Lawyers for Lamar Johnson, 46, who has served nearly 25 years in prison for a murder they say he didn’t commit, made their case remotely that Johnson is innocent and deserves a new trial. Circuit Attorney Kimberly M. Gardner’s office also argued on Johnson’s behalf. Gardner has said Johnson was wrongfully convicted.
“As a minister of justice, a prosecutor has an obligation to seek justice, and it is not seeking justice to turn evidence over to an incarcerated person and walking away,” lawyer Daniel Harawa argued Tuesday on behalf of Gardner. “If a prosecutor abused the power of their office to wrongfully convict an innocent person then a prosecutor must be able to use her office to seek to undo that conviction.”

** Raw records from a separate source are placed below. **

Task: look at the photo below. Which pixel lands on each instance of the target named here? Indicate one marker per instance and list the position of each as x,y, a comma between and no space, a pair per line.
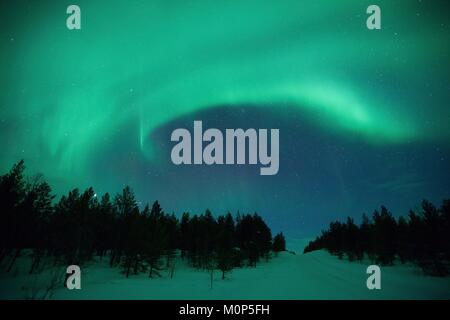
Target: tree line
423,238
81,226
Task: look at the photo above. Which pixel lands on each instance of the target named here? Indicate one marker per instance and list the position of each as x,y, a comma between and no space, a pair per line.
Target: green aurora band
65,93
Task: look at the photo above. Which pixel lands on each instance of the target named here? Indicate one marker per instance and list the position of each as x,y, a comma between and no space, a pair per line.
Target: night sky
363,115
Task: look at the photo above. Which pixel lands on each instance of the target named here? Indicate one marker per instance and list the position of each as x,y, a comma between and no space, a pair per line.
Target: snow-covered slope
316,275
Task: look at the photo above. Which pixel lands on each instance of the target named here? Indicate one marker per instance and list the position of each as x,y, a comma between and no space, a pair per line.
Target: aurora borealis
363,115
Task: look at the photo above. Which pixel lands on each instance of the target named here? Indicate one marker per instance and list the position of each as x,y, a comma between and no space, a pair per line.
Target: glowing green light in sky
65,93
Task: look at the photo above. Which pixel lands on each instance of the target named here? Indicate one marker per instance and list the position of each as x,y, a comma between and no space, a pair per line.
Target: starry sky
363,115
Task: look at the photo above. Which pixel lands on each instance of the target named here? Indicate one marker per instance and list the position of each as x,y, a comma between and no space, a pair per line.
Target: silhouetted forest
422,238
80,226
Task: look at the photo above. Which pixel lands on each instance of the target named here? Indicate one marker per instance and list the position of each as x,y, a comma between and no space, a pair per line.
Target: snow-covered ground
316,275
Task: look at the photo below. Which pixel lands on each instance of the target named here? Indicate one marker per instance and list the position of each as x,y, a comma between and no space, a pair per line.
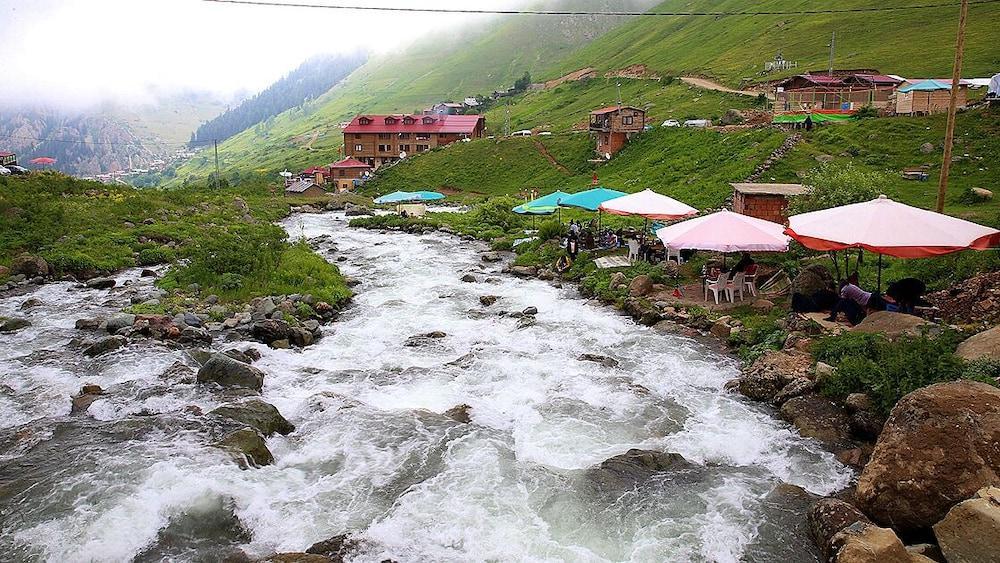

A court spokeswoman said the court used a videoconferencing platform called WebEx for these arguments.
The case has generated widespread attention, with nearly 200 prosecutors, legal scholars and retired judges across Missouri and the nation filing court briefs weighing in on the limits of prosecutorial power to overturn convictions.
Missouri Attorney General Eric Schmitt’s office argued Tuesday that the circuit court in which Johnson was convicted lacks the authority to grant Johnson a new trial and that court rules prohibit Gardner from seeking a new trial on Johnson’s behalf decades later.
“Any time a prosecutor takes it upon him or herself to advocate individually for a defendant in a case where the prosecutor’s office made a decision to indict or file an information to charge the defendant and then prosecuted that defendant ...,” said Shaun Mackelprang, an assistant attorney general, “it has the potential to undermine public confidence.”
Johnson is not innocent and Gardner has no authority to claim powers not afforded her by state lawmakers, Mackelprang said.
Johnson was convicted of murdering Marcus Boyd, 25, over a $40 drug debt on Louisiana Avenue in the city’s Dutchtown neighborhood. Johnson received a life sentence without parole while another suspect, Phil Campbell, pleaded guilty to a reduced charge in exchange for a seven-year prison term.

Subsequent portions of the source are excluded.